Par l’entremise de Jashaun, Zhao observe en effet le lent processus de désagrégation de l’innocence. Rongée par l’inactivité chronique qui règne dans la réserve (aucune économie n’existe véritablement, les Indiens vivant d’une forme de charité prodiguée par l’État), la communauté indienne concentre son attention sur la consommation de l’alcool et son approvisionnement (toute substance alcoolisées étant prohibée au sein de Pine Ridge), petit trafic dont Johnny est un adepte. Dans cette ville morte qui perpétue la culture tribale faute de mieux, le temps apparaît comme suspendu, entre un passé tabou, un avenir inexistant et un présent sans but.
Le motif de la fuite, celle littérale du héros, mise à mal, et celle plus symbolique des êtres ayant choisi l’évasion éthylique, irrigue le long métrage.
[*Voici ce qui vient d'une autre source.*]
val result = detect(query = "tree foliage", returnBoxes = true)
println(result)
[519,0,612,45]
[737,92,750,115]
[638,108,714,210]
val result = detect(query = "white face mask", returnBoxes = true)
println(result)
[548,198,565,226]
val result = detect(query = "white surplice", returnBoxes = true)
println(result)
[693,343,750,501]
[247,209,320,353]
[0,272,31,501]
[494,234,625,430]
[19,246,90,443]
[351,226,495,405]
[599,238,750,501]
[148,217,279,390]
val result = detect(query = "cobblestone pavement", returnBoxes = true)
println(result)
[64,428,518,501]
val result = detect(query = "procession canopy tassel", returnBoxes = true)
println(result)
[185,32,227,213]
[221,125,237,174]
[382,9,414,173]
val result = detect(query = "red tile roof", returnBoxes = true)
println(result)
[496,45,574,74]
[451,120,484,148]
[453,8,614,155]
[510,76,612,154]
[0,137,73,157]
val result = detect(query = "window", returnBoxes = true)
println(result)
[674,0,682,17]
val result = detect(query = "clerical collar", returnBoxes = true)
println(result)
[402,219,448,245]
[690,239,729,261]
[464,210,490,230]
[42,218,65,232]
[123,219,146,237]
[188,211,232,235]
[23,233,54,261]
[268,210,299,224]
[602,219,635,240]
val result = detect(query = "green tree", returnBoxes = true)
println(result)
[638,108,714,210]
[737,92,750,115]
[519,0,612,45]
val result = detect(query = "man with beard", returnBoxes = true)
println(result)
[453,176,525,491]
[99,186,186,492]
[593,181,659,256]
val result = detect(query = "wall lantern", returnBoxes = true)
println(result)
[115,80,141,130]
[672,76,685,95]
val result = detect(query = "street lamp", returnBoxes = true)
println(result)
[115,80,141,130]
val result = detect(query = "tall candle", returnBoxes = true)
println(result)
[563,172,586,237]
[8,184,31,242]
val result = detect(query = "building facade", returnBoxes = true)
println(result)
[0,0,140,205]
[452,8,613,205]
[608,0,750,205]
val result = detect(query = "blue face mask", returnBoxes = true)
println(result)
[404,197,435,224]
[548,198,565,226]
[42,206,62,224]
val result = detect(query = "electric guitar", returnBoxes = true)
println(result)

Filmant les étendues sauvages qui encerclent les personnages à la fois comme un sublime paysage et une formidable prison à ciel ouvert, la réalisatrice parvient à signifier le terrifiant paradoxe des Indiens. Expropriés de leurs propres terres, exilés chez eux, persona non grata infantilisé et dépendant, les Natifs ne sont plus que l’ombre de leurs ancêtres, preuves vivantes de l’outrage qu’ils ont subi, victimes expiatoires en cours de destruction. Dans cette galerie de portraits où les hommes ont des dizaines d’enfants livrés à eux-mêmes, louvoyant entre délinquance et passivité, où les femmes n’ont d’autre prérogative que d’enfanter, le destin de Jashaun, à mi-chemin de sa culture dans laquelle elle s’immerge et de l’autre monde qu’elle craint, résonne d’un écho poignant. Pierre angulaire autour de laquelle les convictions de son frère vacillent, elle irradie son quotidien d’un espoir contagieux, permettant aux Chansons que mes frères m’ont apprises de maintenir le fragile équilibre qui en fait un beau film triste.